Know Your Net

Web 1, 2, 3... why do people refer to the World Wide Web with versions?

Show Notes

The World Wide Web didn't exist at the beginning of the internet. It started as a proof of concept and then it started to evolve. Tech writers have categorized eras of the web into versions. This explores each version.

Transcripts can be found here.

What is Know Your Net?

A look at the history of the internet to provide context for today's technology ecosystem. From the birth of the internet to the evolution of the hellscape that is social media today.

The World Wide Web has become synonymous with the internet, yet it’s really just one small but very visible part of the internet. How did that come into being?

The invention of the World Wide Web starts in Switzerland at the CERN research lab. You may be familiar with CERN if you follow news on the Large Hadron Collider and the search for the god particle.

While Tim Berners-Lee worked at CERN, he wanted to facilitate sharing and updating information among researchers. He took the idea of hypertext from Douglas Engelbart and connected it to the Transmission Control Protocol and domain name system to come up with HTTP (Hypertext Transmission Protocol) in 1989.

He built the first website and put it online August 6, 1991. The website is extremely basic by today’s standards but revolutionized the internet. In 1994 he founded the W3C at MIT, composed of various companies that were willing to create standards and recommendations to improve the quality of the web. He made his idea available freely with no patent or royalties due. This way they could be adopted by anyone.

The W3C is the World Wide Web Consortium. It’s a group of experts that set standards for the web. When it comes to the internet today, this is pretty much how leadership structures look for all of the underlying technology. For example, Steve Crocker was instrumental in creating the ARPA “Network Working Group” which would lead to the Internet Engineering Task Force in 1986. The IETF has no formal membership.
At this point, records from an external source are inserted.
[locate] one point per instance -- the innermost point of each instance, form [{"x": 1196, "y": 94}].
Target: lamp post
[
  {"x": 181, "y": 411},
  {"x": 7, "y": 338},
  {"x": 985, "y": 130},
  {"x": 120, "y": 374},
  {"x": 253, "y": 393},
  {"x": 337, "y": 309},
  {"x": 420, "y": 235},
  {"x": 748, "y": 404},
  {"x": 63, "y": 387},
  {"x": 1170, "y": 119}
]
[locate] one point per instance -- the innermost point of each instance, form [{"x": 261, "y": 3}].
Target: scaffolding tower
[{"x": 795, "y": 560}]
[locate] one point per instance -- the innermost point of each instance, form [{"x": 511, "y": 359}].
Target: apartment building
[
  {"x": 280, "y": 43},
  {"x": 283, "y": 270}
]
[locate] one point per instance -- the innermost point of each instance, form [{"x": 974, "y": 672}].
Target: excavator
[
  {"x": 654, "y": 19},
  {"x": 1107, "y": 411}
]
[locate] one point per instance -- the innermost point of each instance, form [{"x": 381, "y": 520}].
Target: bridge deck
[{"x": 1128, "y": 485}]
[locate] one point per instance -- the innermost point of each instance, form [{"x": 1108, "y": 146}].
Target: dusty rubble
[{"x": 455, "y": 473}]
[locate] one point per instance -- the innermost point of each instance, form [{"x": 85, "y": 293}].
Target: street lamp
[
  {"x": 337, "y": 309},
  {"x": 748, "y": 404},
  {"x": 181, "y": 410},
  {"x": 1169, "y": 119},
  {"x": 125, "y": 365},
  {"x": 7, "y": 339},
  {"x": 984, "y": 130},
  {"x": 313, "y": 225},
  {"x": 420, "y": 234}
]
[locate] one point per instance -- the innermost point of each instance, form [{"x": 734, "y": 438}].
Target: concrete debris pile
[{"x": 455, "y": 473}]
It’s mission is to develop and promote voluntary internet protocol standards.

Request for Comments is a type of publication from the technology community. It’s a memorandum describing methods, behaviors, research or innovations that are applicable to the working of the Internet. A memo is submitted either for peer review or to convey new concepts or information.

Internet specifications start as RFCs. Early RFCs were actual requests for comments. The pioneers of the internet avoided sounding too declarative and wanted to generate discussion. It leaves questions open and is less formal in style. Jon Postel is one pioneer primarily known for his contributions to Internet standards. He was the Editor for RFCs. In 1980 he proposed the Mail Transfer Protocol, known now as SMTP. It is the standard protocol for internet email.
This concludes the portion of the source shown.